Except for the fireworks, it was a rather low-key cocktail affair attended by the who's who of PNG's oil and gas industry, including former petroleum and mining minister Sir Moi Avei.
Current political leaders were notable in their absence, including Prime Minister Peter O'Neill, who was in Israel building new diplomatic bridges. Petroleum and Energy Minister William Duma and his departmental head were not there, either.
The mood was upbeat, in line with the tremendous achievements of Oil Search over the past decade and the glow of further rapid growth potential in the years ahead.
Ten years ago, Oil Search was a dollar stock on the Australian Stock Exchange. Today, it is edging up toward $A9, even though oil and gas prices could be set for a tumble in the face of structural changes in international energy markets forged by the renaissance of the oil shale industry in the United States.
The takeover of Chevron Niugini brought major benefits to Papua New Guinea with Oil Search, dumping the US multinational's strategy of minimising exploration and production activities, and effectively turning around the rapid decline in oil production.
In the first few years, Oil Search managed to turn the production situation around. Ever since, it has bolstered production levels with step out wells in its producing areas and the start of production from South East Mananda.
In 2002-03, the expectation was that PNG's oil production would have ended a decade from then, at around the current time. The Oil Search success instead has resulted in production this year likely to be a shade under seven million barrels. The once derided SE Manada discovery now promises to provide a life beyond fields such as Gobe and Moran.

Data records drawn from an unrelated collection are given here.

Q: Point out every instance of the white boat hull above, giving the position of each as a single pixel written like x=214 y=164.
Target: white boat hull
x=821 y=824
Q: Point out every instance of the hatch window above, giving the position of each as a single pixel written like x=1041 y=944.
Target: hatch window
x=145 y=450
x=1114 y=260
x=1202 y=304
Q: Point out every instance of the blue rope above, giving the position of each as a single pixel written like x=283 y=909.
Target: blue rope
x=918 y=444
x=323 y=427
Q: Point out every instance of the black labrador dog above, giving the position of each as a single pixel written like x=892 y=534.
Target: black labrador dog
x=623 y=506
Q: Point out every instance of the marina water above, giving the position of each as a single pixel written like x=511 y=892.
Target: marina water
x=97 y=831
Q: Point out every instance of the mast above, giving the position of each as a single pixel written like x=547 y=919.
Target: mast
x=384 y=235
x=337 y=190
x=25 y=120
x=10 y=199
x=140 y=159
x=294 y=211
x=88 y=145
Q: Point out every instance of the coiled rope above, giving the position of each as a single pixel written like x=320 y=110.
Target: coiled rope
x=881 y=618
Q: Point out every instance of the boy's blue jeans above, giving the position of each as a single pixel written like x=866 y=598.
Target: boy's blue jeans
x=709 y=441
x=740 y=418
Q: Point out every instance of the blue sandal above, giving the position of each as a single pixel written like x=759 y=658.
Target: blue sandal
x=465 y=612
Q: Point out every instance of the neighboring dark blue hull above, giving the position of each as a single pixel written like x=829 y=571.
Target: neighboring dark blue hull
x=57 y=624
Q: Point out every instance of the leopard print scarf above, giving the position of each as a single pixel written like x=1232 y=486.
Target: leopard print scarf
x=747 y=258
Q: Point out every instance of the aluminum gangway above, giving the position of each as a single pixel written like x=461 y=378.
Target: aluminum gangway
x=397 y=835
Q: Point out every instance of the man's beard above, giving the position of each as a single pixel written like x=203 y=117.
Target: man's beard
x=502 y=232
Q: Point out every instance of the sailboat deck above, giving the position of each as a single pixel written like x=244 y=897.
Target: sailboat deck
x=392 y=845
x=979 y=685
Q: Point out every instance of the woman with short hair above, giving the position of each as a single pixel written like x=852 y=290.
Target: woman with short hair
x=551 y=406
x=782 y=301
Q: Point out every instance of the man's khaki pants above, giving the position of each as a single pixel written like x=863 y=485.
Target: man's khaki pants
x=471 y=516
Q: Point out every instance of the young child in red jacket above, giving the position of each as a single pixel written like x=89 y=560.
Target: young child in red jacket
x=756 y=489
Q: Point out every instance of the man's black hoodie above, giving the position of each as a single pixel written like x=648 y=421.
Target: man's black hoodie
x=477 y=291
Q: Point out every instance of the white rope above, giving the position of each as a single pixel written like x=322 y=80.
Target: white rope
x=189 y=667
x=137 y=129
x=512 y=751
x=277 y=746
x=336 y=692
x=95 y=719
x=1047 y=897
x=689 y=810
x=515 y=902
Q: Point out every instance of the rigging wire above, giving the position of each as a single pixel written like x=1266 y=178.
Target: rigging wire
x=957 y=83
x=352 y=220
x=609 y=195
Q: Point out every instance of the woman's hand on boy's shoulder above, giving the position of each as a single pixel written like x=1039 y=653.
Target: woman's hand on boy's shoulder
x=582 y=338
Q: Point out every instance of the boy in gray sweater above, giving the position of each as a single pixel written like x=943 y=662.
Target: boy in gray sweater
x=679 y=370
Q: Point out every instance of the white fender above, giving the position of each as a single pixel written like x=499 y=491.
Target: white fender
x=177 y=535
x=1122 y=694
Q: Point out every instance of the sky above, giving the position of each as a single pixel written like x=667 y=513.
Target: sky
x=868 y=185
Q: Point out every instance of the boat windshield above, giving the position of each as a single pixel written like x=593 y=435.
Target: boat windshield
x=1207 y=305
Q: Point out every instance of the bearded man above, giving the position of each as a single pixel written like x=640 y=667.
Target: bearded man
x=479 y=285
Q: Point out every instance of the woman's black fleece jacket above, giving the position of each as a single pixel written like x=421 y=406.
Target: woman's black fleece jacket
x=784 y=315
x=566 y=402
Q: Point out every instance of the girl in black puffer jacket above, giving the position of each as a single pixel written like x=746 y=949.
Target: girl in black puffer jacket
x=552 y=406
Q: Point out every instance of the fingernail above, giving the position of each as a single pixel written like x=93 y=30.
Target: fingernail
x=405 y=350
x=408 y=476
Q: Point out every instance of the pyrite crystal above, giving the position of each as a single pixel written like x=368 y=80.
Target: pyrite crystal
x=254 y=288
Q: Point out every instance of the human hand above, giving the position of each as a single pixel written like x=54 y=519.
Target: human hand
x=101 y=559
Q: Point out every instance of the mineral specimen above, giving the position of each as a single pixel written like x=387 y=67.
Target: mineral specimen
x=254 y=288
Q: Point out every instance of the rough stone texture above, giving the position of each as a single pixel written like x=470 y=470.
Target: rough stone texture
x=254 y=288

When viewing the Australian corporate scene, it must be rare that a company like Oil Search has had at its helm during the entire decade the same managing director, Peter Botten, who has successfully steered the company's rising fortunes.
The bulk of Oil Search exploration dollars in the past decade has gone to shoring up PNG's production with the remainder geared to finding a niche in the Middle East and North African markets.
There had been considerable success initially in Yemen and the company is now in the throes of proving up an exciting discovery in Iraq's Kurdistan region, where appraisal drilling is expected to prove up a field containing in excess of 250 million barrels.
Even before production is likely to start in Iraq, Oil Search is anticipating that its production levels and revenues will rise four-fold in the second half of next year. It's when the PNG LNG Project commences with production of 6.9 million tonnes annually of LNG plus an additional condensate output of around 30,000 barrels per day.
The past decade has been a dream run for Botten and his team. The coming decade promises much of the same, especially considering that the 70% debt levels for the $US19 billion LNG project will be paid out in about eight years.
Future strategic directions will continue to remain challenging. PNG is clearly gas prone, a fact that has been further proven by the latest wells drilled in the Gulf of Papua by Oil Search and Total. PNG will continue to provide the corporate challenge of proving up adequate gas for the third, fourth and possibly fifth trains at the PNG LNG Project.
For the maintenance of the considerable skills built up in the past decade in the oil patch, Oil Search will have to continue to look outside of PNG and possibly in its new sphere of operations, where it remains active in Yemen, Iraq and Tunisia.